Continual Improvement
You can’t future-proof your development process, you can only make it easy to adapt and improve. We do this by using a declarative approach to environments, pipelines and quality gates so you can change your process as your context evolves. For example, if you decide you need a new step in the pipeline – perhaps you’ve added a Security Test environment – we update the pipeline declaration (it’s a YAML file) with the new environment name, the resources it needs, the quality gate that guards access to it, the role that can promote code into it, and how it links to the stages before and after it.
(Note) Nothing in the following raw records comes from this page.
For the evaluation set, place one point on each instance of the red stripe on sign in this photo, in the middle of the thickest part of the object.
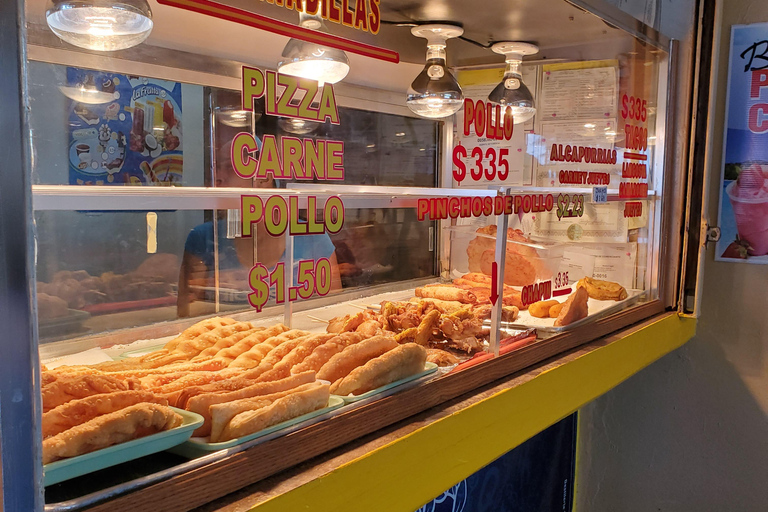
(226, 12)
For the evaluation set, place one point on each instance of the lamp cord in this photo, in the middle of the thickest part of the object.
(414, 24)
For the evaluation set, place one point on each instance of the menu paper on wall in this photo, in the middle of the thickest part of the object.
(743, 209)
(477, 85)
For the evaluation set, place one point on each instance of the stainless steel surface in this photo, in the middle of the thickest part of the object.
(667, 246)
(134, 485)
(20, 434)
(271, 314)
(500, 257)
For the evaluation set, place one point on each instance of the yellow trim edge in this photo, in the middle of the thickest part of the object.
(410, 471)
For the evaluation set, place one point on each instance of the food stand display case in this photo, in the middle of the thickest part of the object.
(255, 234)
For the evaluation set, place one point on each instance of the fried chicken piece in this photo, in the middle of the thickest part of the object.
(602, 290)
(421, 334)
(109, 429)
(370, 328)
(393, 365)
(461, 324)
(575, 308)
(77, 412)
(398, 316)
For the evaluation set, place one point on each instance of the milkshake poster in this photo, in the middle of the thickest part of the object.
(743, 216)
(124, 130)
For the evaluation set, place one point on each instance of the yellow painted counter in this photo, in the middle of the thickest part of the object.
(402, 471)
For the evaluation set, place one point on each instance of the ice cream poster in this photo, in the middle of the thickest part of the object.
(743, 217)
(124, 130)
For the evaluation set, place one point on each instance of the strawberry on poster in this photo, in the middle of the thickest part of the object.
(743, 212)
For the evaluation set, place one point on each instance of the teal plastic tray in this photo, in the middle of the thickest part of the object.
(198, 446)
(66, 469)
(428, 368)
(138, 352)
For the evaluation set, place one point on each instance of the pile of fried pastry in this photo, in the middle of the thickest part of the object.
(240, 378)
(450, 320)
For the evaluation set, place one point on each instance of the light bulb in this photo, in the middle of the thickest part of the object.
(104, 25)
(512, 91)
(435, 93)
(311, 60)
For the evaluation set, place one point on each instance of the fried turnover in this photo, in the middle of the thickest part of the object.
(441, 357)
(282, 368)
(254, 357)
(290, 406)
(446, 292)
(353, 356)
(201, 403)
(77, 412)
(324, 352)
(396, 364)
(541, 308)
(69, 387)
(221, 414)
(602, 290)
(241, 345)
(109, 429)
(575, 308)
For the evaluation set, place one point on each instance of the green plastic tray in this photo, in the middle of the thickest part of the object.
(66, 469)
(197, 446)
(428, 368)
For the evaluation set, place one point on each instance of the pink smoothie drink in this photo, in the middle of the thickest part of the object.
(749, 198)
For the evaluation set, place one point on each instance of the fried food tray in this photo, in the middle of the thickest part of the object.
(429, 368)
(198, 446)
(72, 467)
(597, 309)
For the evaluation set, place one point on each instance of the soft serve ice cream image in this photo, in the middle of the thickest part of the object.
(749, 198)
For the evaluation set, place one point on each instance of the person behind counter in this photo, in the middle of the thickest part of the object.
(236, 256)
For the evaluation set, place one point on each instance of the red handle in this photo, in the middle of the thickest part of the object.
(485, 356)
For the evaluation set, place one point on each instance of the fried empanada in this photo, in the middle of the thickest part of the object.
(282, 368)
(77, 412)
(575, 308)
(326, 351)
(446, 292)
(109, 429)
(283, 409)
(396, 364)
(355, 355)
(602, 290)
(201, 403)
(221, 414)
(69, 387)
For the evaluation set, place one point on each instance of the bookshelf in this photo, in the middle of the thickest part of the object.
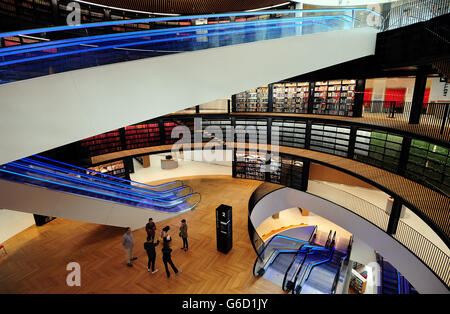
(102, 144)
(291, 97)
(250, 165)
(253, 100)
(331, 139)
(289, 132)
(169, 125)
(142, 135)
(284, 169)
(116, 168)
(334, 97)
(255, 129)
(358, 282)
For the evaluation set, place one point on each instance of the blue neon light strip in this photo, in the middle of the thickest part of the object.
(90, 191)
(94, 178)
(133, 44)
(94, 39)
(102, 174)
(149, 20)
(318, 263)
(274, 256)
(279, 236)
(83, 182)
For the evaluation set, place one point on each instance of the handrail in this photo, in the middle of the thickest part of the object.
(176, 18)
(344, 261)
(422, 10)
(310, 268)
(312, 236)
(108, 176)
(328, 238)
(160, 198)
(411, 239)
(283, 284)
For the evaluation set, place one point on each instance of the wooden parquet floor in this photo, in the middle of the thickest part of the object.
(37, 257)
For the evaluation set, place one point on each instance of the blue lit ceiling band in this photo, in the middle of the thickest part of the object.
(311, 266)
(111, 182)
(120, 36)
(130, 44)
(105, 175)
(90, 191)
(165, 19)
(83, 182)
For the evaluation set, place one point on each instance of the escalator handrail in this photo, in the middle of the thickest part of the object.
(96, 185)
(105, 175)
(96, 178)
(313, 234)
(290, 265)
(101, 193)
(265, 247)
(328, 238)
(150, 20)
(312, 266)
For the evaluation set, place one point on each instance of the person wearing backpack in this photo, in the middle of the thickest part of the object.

This takes perhaps a minute (assuming we’re not adding any new resources for which we don’t already have Ansible roles) and the Boost automation does the rest including the creation of OpenShift environments and artefacts, wiring in the Jenkins jobs and updating the UI console. Our process is therefore adaptive not only to your organisation and the product streams you are delivering but also to changes within those product streams.
Conclusion
Continuous Delivery with OpenShift should be easy to implement – this is what Boost gives you from Day 1 – but also easy to evolve. In some ways, it’s the Day 2 requirements that kill you and it’s by using a declarative approach to define your delivery process that we are able to keep pace with change. There’s a lot of automation behind the scenes with Boost, but this is so that everyone in your organisation can get on with delivering value to your customers as quickly and efficiently as possible.